Shane Greene is off to a fantastic start for the Tigers with 0.39 ERA and 0.74 WHIP in 23 innings en route to a perfect 3-0 record. Of course, you know fantasy players so even though a guy is wildly exceeding expectations early on, they're still not satisfied so we're hearing a chorus of "where are the strikeouts?" questions related to Greene. Joking aside, it's s a fair question. He has a 14% strikeout rate so it is kinda hard to get really geeked about the start with such a low strikeout rate. After all, we're questioning Nick Martinez's 0.45 ERA through three starts because he has a paltry 11% strikeout rate.

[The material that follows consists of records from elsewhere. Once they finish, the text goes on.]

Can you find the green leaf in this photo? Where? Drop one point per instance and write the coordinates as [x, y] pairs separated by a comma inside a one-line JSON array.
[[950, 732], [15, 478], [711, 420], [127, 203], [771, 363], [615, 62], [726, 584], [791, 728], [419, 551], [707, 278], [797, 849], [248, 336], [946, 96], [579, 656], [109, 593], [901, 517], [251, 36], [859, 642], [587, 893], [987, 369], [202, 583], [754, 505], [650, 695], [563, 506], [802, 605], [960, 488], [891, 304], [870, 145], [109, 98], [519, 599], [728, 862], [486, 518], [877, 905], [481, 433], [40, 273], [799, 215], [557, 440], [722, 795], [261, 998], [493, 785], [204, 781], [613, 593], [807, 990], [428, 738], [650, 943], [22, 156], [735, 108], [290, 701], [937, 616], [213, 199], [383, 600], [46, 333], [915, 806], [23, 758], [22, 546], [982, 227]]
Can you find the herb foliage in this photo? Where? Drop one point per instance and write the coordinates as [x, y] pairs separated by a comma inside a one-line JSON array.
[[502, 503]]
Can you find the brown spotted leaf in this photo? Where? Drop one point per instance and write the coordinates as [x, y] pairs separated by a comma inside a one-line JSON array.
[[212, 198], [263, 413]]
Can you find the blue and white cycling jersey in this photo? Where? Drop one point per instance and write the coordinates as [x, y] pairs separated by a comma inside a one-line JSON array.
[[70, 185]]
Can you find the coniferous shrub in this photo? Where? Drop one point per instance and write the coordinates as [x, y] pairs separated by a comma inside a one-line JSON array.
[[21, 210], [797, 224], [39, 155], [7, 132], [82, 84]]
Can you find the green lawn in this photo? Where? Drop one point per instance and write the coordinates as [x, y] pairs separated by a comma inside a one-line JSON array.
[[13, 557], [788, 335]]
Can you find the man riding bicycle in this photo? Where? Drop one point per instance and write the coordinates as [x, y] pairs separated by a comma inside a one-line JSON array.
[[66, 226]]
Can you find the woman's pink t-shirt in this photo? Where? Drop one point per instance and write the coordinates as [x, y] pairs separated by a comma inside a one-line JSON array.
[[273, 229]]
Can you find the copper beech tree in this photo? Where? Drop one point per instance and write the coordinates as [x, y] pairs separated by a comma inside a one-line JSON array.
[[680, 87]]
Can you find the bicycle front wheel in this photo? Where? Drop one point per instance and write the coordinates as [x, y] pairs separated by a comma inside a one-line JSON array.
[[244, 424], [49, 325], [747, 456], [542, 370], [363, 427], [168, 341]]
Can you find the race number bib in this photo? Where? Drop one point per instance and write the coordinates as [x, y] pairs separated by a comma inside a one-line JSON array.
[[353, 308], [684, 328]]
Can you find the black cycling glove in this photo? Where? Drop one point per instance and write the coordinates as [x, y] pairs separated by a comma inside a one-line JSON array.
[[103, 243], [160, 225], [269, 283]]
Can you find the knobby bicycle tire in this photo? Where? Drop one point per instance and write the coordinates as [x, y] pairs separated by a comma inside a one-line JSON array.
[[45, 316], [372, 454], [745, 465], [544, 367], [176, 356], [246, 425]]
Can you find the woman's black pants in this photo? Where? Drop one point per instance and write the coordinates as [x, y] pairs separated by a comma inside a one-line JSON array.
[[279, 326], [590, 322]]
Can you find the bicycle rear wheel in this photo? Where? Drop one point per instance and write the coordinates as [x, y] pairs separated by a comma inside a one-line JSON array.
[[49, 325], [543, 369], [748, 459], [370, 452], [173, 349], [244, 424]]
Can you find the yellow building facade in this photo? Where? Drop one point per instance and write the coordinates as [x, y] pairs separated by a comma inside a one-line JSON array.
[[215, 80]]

Where Greene differs for me is that we're seeing him clearly opt for efficiency in lieu of the strikeouts, but he is still missing bats throughout the game. He needed just 85 and 81 pitches to go eight innings in each of his first two starts. He was up at 102 for seven innings in the third as four walks inflated his count, but he is still the AL's most efficient and the league's fifth-most efficient pitcher from a pitches per plate appearance (Pit/PA) standpoint. Wily Peralta leads the league at 3.12 followed by Henderson Alvarez (3.28), Jon Niese (3.33), Bartolo Colon (3.34), and then Greene (3.35).

Despite nearly a 10 percentage point drop in strikeout rate from 23.5% to 13.8%, Greene hasn't seen nearly the same drop in swinging strike rate (SwStr%). After operating at a 9.9% rate in 2014 en route to better than a strikeout-per-inning (9.3 K/9), he's still at 9% so far this year despite the alarming five-strikeout-per-nine drop to 4.3 K/9 through three starts. He's getting the misses, he's getting the first-pitch strikes (up from 59% to 70%), and he's getting overall strikes (raw strikeout percentage up from 63% to 69%), but he's getting ahead early (70% first-pitch strike rate) and inducing a ton of weak contact (52% GB, 18% infield fly rate).

It will get tougher on Greene, even the most optimistic on him don't see anything close to a 0.39 ERA. At the very best, that ERA is set to raise 2.50 runs, and that's if he has some transcendent breakthrough season. I think a reasonable expectation tacks about three runs on that current figure. So yes, it will get tougher, but as that happens, he will lean on the strikeout more and even if we don't see it rise all the way to 2014 levels, he should be around the 19-20% mark which is more than acceptable when you're getting quality ratios and strong wins potential on as part of a contending team.